Inspiration

Every generation of developer tools has made software creation more accessible — but the input has always been text. We type code, type prompts, type descriptions. Meanwhile, the most natural way humans communicate ideas is by talking and drawing.

We asked: what if building software felt like explaining an idea on a whiteboard to a brilliant colleague who could actually build it on the spot?

That question became Monet — named after the painter who turned fleeting impressions into art. Monet turns your impressions into software.

What it does

Monet is a real-time canvas where voice and sketch become working softwares. You speak naturally to an AI assistant while drawing on a freehand canvas, and it builds your app live.

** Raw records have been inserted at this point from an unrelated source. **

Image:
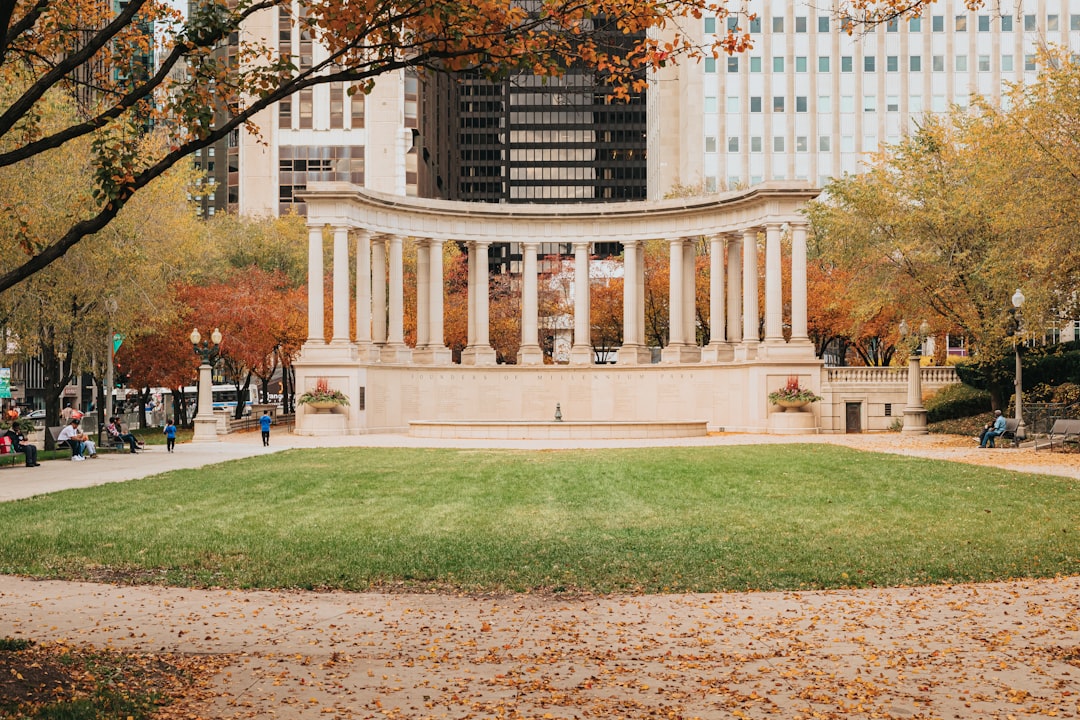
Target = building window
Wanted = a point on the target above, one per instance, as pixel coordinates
(356, 107)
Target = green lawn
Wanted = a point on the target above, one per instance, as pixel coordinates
(769, 517)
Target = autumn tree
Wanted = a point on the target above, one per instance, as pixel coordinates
(88, 50)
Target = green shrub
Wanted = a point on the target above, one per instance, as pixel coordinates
(957, 401)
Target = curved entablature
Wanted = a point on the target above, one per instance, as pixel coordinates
(350, 205)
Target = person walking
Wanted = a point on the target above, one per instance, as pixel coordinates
(170, 435)
(265, 423)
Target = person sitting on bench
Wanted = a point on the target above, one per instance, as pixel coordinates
(117, 434)
(79, 442)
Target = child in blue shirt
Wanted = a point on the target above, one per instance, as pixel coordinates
(170, 435)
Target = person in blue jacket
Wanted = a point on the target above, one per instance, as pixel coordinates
(265, 423)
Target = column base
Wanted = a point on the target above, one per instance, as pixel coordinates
(432, 355)
(530, 355)
(396, 353)
(915, 422)
(633, 354)
(205, 431)
(581, 355)
(483, 355)
(680, 354)
(717, 352)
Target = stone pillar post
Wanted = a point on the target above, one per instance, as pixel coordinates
(633, 350)
(529, 353)
(315, 317)
(379, 289)
(717, 348)
(422, 294)
(799, 334)
(364, 294)
(751, 320)
(480, 351)
(581, 351)
(340, 285)
(395, 350)
(773, 286)
(734, 289)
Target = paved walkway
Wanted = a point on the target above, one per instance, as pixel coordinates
(970, 651)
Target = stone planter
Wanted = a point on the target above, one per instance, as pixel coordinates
(323, 406)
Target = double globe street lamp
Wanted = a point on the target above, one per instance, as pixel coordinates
(205, 424)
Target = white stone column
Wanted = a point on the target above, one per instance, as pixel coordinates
(689, 291)
(480, 351)
(395, 350)
(581, 351)
(799, 334)
(340, 285)
(633, 350)
(364, 293)
(379, 289)
(529, 353)
(422, 294)
(773, 286)
(734, 289)
(315, 317)
(751, 320)
(436, 336)
(717, 348)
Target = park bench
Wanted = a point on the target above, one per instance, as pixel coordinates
(8, 454)
(1064, 431)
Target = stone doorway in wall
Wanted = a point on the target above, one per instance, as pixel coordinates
(853, 417)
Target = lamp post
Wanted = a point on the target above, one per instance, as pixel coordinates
(205, 424)
(915, 415)
(1017, 300)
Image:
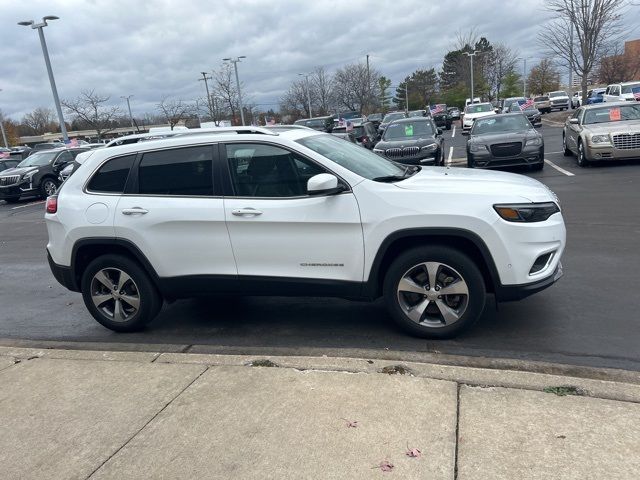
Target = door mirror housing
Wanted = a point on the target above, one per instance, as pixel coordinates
(324, 184)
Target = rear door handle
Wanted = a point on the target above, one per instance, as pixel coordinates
(242, 212)
(134, 211)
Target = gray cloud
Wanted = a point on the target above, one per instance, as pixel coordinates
(156, 48)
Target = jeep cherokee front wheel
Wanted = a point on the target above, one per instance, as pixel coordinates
(434, 291)
(119, 294)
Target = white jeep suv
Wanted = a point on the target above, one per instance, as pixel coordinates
(282, 211)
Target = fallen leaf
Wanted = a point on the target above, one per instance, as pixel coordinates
(413, 452)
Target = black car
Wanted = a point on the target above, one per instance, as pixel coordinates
(504, 140)
(531, 112)
(322, 124)
(36, 175)
(388, 118)
(412, 141)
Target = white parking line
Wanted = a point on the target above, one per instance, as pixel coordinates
(561, 170)
(28, 205)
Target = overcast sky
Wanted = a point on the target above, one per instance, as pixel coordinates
(150, 48)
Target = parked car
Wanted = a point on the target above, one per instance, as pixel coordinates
(473, 111)
(505, 140)
(528, 109)
(559, 100)
(604, 131)
(364, 133)
(329, 218)
(454, 113)
(388, 118)
(322, 124)
(36, 175)
(542, 103)
(412, 141)
(626, 91)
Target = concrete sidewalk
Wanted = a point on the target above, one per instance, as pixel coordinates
(119, 415)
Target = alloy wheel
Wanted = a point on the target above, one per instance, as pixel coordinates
(115, 294)
(433, 294)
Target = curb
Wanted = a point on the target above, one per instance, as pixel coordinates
(627, 390)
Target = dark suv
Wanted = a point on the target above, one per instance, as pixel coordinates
(37, 174)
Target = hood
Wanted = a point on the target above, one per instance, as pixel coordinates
(17, 171)
(627, 126)
(511, 186)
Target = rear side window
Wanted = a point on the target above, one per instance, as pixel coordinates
(179, 171)
(112, 176)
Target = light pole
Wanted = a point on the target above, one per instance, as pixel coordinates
(306, 76)
(235, 66)
(129, 107)
(4, 135)
(471, 55)
(45, 52)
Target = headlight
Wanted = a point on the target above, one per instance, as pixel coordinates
(474, 147)
(527, 212)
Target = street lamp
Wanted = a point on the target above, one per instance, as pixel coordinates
(45, 52)
(129, 107)
(235, 66)
(306, 76)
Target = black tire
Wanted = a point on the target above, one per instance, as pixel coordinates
(566, 151)
(453, 263)
(149, 300)
(581, 158)
(48, 187)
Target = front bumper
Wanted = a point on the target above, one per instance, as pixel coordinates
(509, 293)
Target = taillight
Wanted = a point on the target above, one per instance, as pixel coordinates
(52, 204)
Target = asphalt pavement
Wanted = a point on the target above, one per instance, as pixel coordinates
(590, 317)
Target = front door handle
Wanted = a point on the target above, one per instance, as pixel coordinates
(134, 211)
(242, 212)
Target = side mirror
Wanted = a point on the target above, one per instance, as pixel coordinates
(324, 184)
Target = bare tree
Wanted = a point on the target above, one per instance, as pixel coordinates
(580, 31)
(543, 77)
(174, 111)
(91, 110)
(617, 66)
(40, 121)
(224, 88)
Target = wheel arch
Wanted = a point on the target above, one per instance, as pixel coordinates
(466, 241)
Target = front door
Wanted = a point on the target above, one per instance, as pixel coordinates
(277, 230)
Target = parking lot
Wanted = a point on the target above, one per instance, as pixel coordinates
(589, 318)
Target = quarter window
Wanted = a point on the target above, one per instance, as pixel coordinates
(259, 170)
(112, 176)
(179, 171)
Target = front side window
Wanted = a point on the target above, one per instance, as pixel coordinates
(259, 170)
(112, 176)
(178, 171)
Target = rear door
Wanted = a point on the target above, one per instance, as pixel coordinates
(171, 212)
(276, 229)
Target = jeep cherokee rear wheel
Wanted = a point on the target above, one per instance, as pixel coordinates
(119, 293)
(434, 292)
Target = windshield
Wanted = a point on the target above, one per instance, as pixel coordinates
(38, 159)
(351, 156)
(401, 130)
(500, 124)
(629, 88)
(479, 108)
(390, 117)
(612, 114)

  • Voice-first interaction: Speak naturally using bidirectional streaming with the Gemini Live API. Monet listens, responds with voice, handles interruptions seamlessly, and never requires you to type.
  • Sketch-to-code: Draw rough layouts with a blue pen on the canvas. Circle an element and say "make this bigger" — Monet interprets your annotations as visual instructions.
  • Live preview: Watch your app update in real time as code is generated — actual code running in the browser, not a static mockup.
  • Image generation: Draw a rough composition, describe what you want, and Monet generates a polished image and integrates it directly into your app.
  • Reference uploads: Drop in screenshots, design mockups, or photos and Monet uses them as context for generation.
  • One-click deploy: Share your creation with a unique URL, accessible to anyone.

How we built it

Monet is a full-stack application with a clear separation between a Nextjs frontend and a FastAPI backend orchestrated through the Agent Development Kit (ADK).

Backend — Agent Architecture (FastAPI + ADK on Cloud Run):

The backend runs three specialized agents:

  1. Orchestrator Agent (gemini-live-2.5-flash-native-audio): The conversational core. It uses Gemini Live's BIDI streaming mode for real-time voice I/O with native audio, affective dialog, and barge-in support. It receives multimodal input — voice, canvas screenshots, and uploaded images — and decides when to delegate to sub-agents.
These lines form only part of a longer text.